Старый Барр хохотнул.
— Я и не беспокоюсь. Никогда не имел такой привычки, а если не делать из чего-то привычки, это что-то никогда не будет иметь власти над вами. Мужчины обычно мало беспокоятся, не то что женщины. Вот уж они беспокоятся по-настоящему, а хуже всех — жены. Это одна из причин того, что я не женился. Если они беспокоятся не о муже, то о детях, если не о детях, то об одежде, о курах, кошках, собаках, мнении соседей. Ни одной женщине не удастся втянуть меня в это — вот что я решил шестьдесят с лишним лет назад, ни одной из них не удалось сбить меня с толку! — Он снова хохотнул и затянулся трубкой. — Не скажу, чтобы некоторые не пытались, пытались, и еще как, но я стоял на своем — да, на своем. Все, что мне надо, — это достойная особа, которая будет готовить и убирать дом. Вот миссис Стоке, она делает все, что мне надо. Глупо, конечно, ожидать, что женщина перестанет болтать, но она держится в разумных границах. Это все, чего можно требовать. — Он пошарил в отвисших карманах и выудил клочок бумаги. — Вот имя того парня, о котором я вам рассказывал, Кристофер Хэйл. Пришло в голову как-то ночью, я и записал его и положил в карман. Старею, наверное, иначе мне не пришлось бы ждать, когда оно само придет на ум. Но вот оно — Кристофер Хэйл, утонул в протоке в тыща восемьсот тридцать девятом. Сегодня утром я проходил мимо церкви, зашел и посмотрел. Памятник ему поставила Кезия, его жена, там много затейливых стишков. Мой дед всегда говорил, что стишки с закавыкой: она считала, будто ее мужа убили. Может, убили, может, нет. Но как ни крути, просто так в протоке не утонешь, верно?

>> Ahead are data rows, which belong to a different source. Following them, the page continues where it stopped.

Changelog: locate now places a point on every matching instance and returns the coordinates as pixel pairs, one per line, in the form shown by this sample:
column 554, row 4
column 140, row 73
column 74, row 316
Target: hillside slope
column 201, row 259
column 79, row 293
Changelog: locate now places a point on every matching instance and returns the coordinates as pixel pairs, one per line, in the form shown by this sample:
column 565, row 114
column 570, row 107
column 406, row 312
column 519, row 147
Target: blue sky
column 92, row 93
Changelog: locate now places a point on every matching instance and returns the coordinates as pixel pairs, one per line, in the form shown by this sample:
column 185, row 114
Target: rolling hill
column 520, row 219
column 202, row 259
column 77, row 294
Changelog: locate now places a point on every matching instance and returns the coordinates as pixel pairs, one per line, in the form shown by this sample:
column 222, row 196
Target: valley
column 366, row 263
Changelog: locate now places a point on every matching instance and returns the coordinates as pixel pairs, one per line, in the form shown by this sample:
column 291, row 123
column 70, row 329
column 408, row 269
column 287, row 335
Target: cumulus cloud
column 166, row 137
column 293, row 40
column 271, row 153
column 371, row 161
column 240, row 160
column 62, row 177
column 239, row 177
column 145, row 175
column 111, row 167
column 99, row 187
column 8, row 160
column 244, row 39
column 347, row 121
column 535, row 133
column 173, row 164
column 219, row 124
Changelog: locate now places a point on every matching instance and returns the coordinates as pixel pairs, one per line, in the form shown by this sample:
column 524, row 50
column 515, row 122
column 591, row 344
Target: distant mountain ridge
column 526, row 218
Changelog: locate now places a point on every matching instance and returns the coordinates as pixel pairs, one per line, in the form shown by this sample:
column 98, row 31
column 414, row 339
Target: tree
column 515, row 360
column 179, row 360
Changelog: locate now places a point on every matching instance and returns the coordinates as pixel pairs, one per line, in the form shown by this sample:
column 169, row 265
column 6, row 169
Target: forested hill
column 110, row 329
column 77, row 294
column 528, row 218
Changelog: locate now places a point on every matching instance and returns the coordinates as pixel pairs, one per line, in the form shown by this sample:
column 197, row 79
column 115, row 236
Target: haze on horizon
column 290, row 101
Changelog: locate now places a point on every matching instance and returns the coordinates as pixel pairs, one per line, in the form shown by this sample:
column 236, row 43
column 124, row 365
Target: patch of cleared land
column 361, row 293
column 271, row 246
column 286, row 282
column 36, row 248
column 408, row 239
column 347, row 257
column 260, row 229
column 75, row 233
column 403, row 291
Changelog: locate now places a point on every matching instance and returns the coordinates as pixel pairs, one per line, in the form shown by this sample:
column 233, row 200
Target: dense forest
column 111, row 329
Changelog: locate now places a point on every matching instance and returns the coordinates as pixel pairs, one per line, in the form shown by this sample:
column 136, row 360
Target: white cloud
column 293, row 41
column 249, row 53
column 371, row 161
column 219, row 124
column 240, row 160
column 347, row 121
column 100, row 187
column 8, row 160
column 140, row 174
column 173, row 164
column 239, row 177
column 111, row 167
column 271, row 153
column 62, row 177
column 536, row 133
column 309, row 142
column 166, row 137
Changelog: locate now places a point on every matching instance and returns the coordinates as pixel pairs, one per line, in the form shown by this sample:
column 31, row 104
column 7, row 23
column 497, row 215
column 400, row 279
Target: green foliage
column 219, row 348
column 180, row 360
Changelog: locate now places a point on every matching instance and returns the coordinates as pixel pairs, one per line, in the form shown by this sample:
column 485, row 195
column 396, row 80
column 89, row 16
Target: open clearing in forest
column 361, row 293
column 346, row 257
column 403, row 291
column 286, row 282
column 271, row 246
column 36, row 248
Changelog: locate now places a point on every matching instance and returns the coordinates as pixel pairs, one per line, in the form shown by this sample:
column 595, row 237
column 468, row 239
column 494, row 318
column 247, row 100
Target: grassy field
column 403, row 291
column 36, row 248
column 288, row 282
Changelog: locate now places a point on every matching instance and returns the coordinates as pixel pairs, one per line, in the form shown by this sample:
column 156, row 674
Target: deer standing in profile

Маленькие, очень ясные глаза старого Барра пристально посмотрели на Эдварда из-под белых мохнатых бровей.
— Ну, не знаю, — ответил Эдвард. — Может быть, он хлебнул одну-две лишние кружки, как Уильям Джексон.
Взгляд старика стал еще более цепким. Потом мистер Барр отвернулся и пнул полено в камине. Оно рассыпалось брызгами искр. Он снова повернулся к Эдварду, добродушно и небрежно сказав:
— Может, оно и так, только Кезия всегда думала, что ее мужа убили.
Эдвард вышел в темный сумрак. После прокуренной гостиной мистера Барра воздух показался особенно холодным и свежим. Отсюда шла хорошая шоссейная дорога в Эмбанк, на которой в миле от этого места был поворот на Гриннингз, но он выбрал тропинку через лес лорда Берлингэма.
Тропинка выходила на неровную дорогу к протоке и сокращала путь на добрых полмили, да и идти по ней было приятнее. Он любил слушать звук ломающихся под ногами веток, шуршание и шорох всяких тварей, спешащих куда-то по своим, несомненно, незаконным делам. Но кто есть человек, чтобы сказать лисице или зайцу, барсуку, горностаю или кошке: «Здесь охочусь только я!»?
Он шел не спеша. Становилось все холоднее. Эти леса были очень древними. Некоторым дубам, должно быть, лет пятьсот, а тисам — еще больше. Он видел карту графства 1469 года, и тогда здесь тоже был лес. С тех пор один владелец сменял другого. Нормандские имена, английские имена — на кладбищенских памятниках, на мемориальных досках в церкви. И, наконец, лорд Берлингэм, который взял это имя от деревушки Берлингэм в трех милях отсюда. Когда-то он был Томом Томпсоном, в детстве бегал босиком и продавал газеты на улицах, а сейчас он — лорд, владелец поместья, как те, прежние, хозяева. Новые деревья росли среди старых, и были они сильными и крепкими.